Es ist kaum auszuhalten. Meine Atmung wird schneller, da sich alle inneren Organe vor der Kälte zurückziehen. Ich schwimme über tiefblaues klares Wasser. Der Grund ist dennoch nicht mehr zu sehen. Der See muss hier tiefer als 20 Meter sein. Dreierzug ist aufgrund der Atemnot nicht möglich. Das Wasser schmerzt an den Schneidezähnen. Ich schiebe meine Oberlippe darüber und schmecke bewusst das Wasser. Kindheitserinnerungen werden wach: Es ist, als ob man an einem Schneeball lutscht. Das habe ich schon jahrzehntelang nicht mehr getan, doch die Erinnerung daran ist noch abgespeichert. Der See ist länger als gedacht, ich bekomme Zweifel. Ich spüre meine Füße nicht mehr. Um mich selbst davon zu überzeugen, dass sie noch da sind, mache ich einen stärkeren Beinschlag und erhöhe die Armzugfrequenz. Ich sehe unter meiner rechten Achselhöhle, wie ich etwa fünf Meter an einem größeren Schneefeld vorbeischwimme. Was für ein Anblick: Schnee und Schwimmen hatte ich bisher noch nie in Einklang gebracht. Jetzt kann es nicht mehr weit sein, ich sehe wieder den Grund unter mir, Felsbrocken, auch scharfkantige, und das Wasser wird flacher. Trotz Kälte, die ich jetzt an den nackten Händen, Füßen und Gesicht nicht mehr spüre, schwimme ich so weit ans Ufer, wie es geht, um mich nicht an den Felskanten zu verletzen. Als ich mit den Händen den Grund ertasten kann, richte ich mich auf und steige auf eine glatte Felsplatte. Geschafft, erst einmal.

Auf den Temperaturunterschied reagiert die Haut sofort. Alle Gefäße öffnen wieder ihre Tür, und das Blut schießt aus dem lebenserhaltenden inneren Kreislauf in die Extremitäten und das Gesicht. Innerhalb weniger Sekunden wechseln diese Körperteile die Farbe von Weiß zu Krebsrot. Dann plötzlich das Signal der anwesenden Presse: Ich solle noch einmal in den See, die Bilder seien nicht gut geworden.

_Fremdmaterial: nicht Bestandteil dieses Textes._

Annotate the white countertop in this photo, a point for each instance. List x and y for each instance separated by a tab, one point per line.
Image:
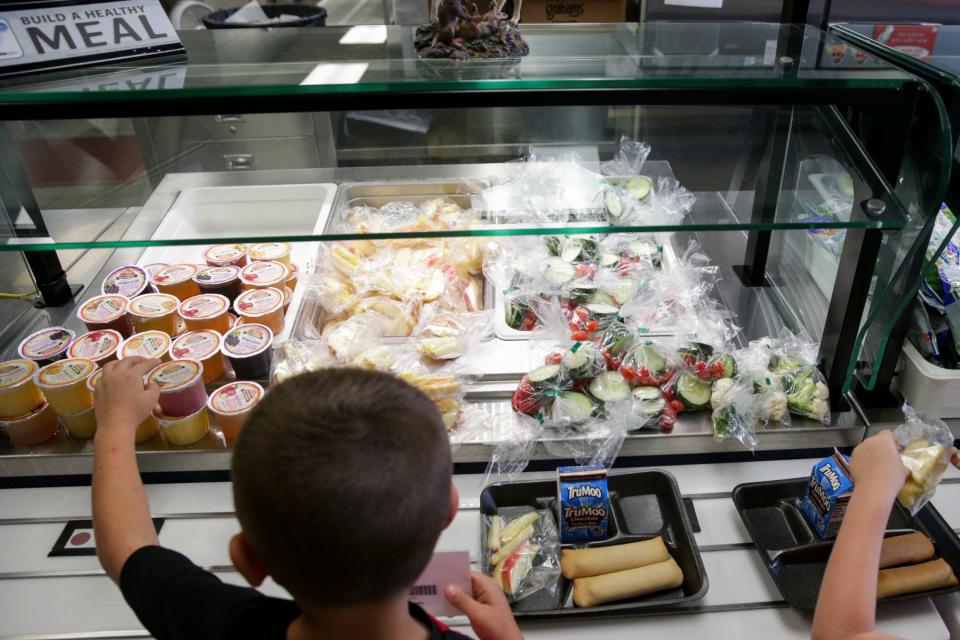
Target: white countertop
742	600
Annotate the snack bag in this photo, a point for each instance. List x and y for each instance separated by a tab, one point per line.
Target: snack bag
522	552
925	444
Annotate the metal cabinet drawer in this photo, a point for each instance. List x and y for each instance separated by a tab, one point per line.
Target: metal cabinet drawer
230	127
296	153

Also nicht lange nachdenken, etwa zehn Meter raus- und wieder zurückschwimmen. Das ganze zwei, drei Mal, dann geben sie ihr Okay. Beim zweiten Mal war es gefühlt gar nicht mehr so kalt. Matthias Ruff wirft mir eine Probeflasche zu, und ich ziehe im schwimmtiefen Wasser die erste Wasserprobe des Projekts.